Waitrose drops lead from game meat sales

See this piece in The Guardian.

Well done to Waitrose who, eventually, have taken a lead on lead.

By the 2020/21 shooting season all game will be lead-free in Waitrose.

As well as giving Waitrose massive credit for this move, much credit also needs to go to those scientists and members of the Lead Ammunition Group who despite their work being rudely ignored by Liz Truss while Secretary of State at Defra, have plugged away on this subject.

When one major supermarket recognises that lead is a poison that doesn’t belong in the food it sells to its customers, one has to wonder how other food retailers could even contemplate not following the Waitrose lead on lead.
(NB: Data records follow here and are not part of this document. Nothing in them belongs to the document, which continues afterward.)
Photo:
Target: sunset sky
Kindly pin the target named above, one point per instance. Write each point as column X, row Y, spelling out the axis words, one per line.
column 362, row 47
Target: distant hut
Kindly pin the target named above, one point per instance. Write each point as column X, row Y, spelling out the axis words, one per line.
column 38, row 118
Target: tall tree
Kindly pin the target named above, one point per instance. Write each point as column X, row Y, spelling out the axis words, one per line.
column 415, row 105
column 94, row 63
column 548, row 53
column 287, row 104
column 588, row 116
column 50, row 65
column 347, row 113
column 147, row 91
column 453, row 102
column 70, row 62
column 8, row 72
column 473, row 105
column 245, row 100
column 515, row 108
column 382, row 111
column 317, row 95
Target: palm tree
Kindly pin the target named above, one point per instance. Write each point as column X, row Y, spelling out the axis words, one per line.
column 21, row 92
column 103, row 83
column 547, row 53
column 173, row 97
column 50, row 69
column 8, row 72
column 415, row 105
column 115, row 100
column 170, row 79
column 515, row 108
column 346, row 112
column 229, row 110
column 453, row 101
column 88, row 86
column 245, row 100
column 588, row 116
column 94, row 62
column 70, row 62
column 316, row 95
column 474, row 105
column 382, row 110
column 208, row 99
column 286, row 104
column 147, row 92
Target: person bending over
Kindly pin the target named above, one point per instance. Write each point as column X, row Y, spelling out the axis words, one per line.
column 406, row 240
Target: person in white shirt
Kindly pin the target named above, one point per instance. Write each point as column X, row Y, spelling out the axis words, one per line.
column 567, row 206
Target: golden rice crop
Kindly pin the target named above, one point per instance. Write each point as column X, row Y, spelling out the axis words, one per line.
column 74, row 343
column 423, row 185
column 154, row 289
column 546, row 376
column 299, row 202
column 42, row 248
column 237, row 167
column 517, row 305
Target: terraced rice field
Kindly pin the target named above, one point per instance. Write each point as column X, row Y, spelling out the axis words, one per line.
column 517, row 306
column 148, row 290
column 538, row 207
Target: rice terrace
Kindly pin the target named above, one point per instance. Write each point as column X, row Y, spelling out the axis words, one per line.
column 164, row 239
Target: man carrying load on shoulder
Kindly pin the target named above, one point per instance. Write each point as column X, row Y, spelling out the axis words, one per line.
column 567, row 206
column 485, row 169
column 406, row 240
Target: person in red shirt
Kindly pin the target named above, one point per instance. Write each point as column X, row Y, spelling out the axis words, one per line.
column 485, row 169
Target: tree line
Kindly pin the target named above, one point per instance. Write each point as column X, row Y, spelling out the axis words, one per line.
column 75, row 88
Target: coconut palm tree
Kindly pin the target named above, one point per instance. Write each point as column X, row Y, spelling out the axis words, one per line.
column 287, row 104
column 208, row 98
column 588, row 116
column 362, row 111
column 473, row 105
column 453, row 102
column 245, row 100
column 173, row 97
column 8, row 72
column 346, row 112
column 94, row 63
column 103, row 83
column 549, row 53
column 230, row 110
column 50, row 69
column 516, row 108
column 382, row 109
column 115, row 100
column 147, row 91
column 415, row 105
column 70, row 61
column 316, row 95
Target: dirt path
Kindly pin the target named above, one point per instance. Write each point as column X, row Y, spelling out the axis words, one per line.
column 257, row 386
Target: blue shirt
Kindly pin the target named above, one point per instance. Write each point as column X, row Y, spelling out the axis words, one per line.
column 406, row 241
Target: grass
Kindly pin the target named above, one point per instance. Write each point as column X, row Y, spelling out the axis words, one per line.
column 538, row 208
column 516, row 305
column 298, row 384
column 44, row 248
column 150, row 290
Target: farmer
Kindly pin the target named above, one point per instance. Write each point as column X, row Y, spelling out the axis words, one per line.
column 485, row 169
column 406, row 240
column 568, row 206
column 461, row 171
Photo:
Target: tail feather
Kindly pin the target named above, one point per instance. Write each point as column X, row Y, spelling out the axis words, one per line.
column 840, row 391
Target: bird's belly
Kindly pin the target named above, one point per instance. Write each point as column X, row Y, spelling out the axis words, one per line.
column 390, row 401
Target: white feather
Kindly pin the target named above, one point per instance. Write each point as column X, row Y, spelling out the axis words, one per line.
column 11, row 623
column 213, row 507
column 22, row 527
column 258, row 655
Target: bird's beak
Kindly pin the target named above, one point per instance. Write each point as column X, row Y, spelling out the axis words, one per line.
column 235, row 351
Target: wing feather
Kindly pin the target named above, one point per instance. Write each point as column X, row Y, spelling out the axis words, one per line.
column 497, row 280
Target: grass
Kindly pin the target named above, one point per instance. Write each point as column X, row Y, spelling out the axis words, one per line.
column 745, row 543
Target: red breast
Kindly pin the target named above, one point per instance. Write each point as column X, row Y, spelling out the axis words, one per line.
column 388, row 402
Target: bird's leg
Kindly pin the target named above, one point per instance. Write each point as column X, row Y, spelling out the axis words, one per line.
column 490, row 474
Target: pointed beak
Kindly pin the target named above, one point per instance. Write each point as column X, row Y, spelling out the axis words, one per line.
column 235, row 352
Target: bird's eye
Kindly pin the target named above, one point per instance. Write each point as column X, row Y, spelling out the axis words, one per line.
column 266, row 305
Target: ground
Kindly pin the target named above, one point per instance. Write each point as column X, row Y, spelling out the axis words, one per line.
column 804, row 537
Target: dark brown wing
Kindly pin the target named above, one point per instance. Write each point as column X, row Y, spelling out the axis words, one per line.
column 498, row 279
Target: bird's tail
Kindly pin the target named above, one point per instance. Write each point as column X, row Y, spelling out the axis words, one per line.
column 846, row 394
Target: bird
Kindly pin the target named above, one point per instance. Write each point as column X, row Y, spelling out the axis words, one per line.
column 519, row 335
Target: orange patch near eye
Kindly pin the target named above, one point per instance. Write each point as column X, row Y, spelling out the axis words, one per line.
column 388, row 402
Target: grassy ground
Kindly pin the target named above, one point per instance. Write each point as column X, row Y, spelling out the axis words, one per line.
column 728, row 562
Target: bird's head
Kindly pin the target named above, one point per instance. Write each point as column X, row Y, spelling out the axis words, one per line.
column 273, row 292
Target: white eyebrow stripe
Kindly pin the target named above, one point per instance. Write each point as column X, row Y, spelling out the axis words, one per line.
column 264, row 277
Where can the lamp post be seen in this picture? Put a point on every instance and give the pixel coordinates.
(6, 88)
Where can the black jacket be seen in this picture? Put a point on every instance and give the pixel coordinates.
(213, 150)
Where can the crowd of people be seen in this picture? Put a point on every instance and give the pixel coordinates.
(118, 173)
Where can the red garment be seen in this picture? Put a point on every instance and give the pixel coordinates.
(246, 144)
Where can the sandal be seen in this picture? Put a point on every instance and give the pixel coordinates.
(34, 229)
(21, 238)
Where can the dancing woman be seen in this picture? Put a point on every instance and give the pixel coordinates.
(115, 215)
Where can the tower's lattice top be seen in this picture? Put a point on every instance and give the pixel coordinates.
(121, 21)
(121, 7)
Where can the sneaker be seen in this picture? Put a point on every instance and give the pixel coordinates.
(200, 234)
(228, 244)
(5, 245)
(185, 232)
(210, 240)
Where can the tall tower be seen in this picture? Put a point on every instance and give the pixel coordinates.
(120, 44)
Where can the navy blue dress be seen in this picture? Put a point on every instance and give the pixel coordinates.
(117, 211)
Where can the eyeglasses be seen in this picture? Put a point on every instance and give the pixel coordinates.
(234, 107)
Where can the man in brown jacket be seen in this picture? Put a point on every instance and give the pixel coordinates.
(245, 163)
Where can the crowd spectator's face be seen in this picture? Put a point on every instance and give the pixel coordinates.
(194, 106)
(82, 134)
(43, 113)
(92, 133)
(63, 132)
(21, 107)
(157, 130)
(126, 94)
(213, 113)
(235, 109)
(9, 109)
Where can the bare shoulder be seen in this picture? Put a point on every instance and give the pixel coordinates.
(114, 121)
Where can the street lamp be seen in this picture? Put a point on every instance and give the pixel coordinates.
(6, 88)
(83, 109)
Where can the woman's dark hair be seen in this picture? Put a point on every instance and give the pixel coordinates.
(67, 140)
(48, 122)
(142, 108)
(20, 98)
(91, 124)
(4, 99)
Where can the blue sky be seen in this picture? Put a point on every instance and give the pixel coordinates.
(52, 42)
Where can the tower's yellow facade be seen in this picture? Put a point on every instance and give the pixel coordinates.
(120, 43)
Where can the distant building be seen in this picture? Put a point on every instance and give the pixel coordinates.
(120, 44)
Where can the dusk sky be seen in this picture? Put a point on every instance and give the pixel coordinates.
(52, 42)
So what will Sainsbury’s, M&S, Tesco, Aldi, Lidl and others do on this subject? To do nothing is to continue to feed customers high levels of lead when a competitor has ditched the poisonous lead from its game meat. Watch this space…

And how very poorly has the Conservative government performed on this subject? Very, very poorly! It has failed through Liz Truss, Andrea Leadsom and Michael Gove to regulate on this subject when the science has been clear. It’s almost as though they were in the pockets of the game shooters.

And poorest of all has been the game shooting industry itself, which has stood idly by waiting to be told to stop shooting poison into food when they knew full well what the science demanded.

And BASC ‘s Caroline Bedell must have drawn the short straw when these pathetic words were put in her mouth;

As a market leader, we welcome Waitrose’s decision to stock and boost their wild game meat range. Any increase in the availability of game in the public market is good news for the rural sector. Game is a healthy source of protein, is growing in popularity, and we recognise Waitrose’s decision.

https://www.theguardian.com/business/2019/jul/29/experts-call-for-ban-on-lead-shot-as-waitrose-overhauls-sale-of-game?CMP=Share_iOSApp_Other

No mention of lead, no admission that the way ahead is lead-free. That was another opportunity missed by shooting to take responsibility for its faults.

Let’s see what GWCT, Moorland Association, and the Countryside Alliance, and BASC after some more thought, say on this issue.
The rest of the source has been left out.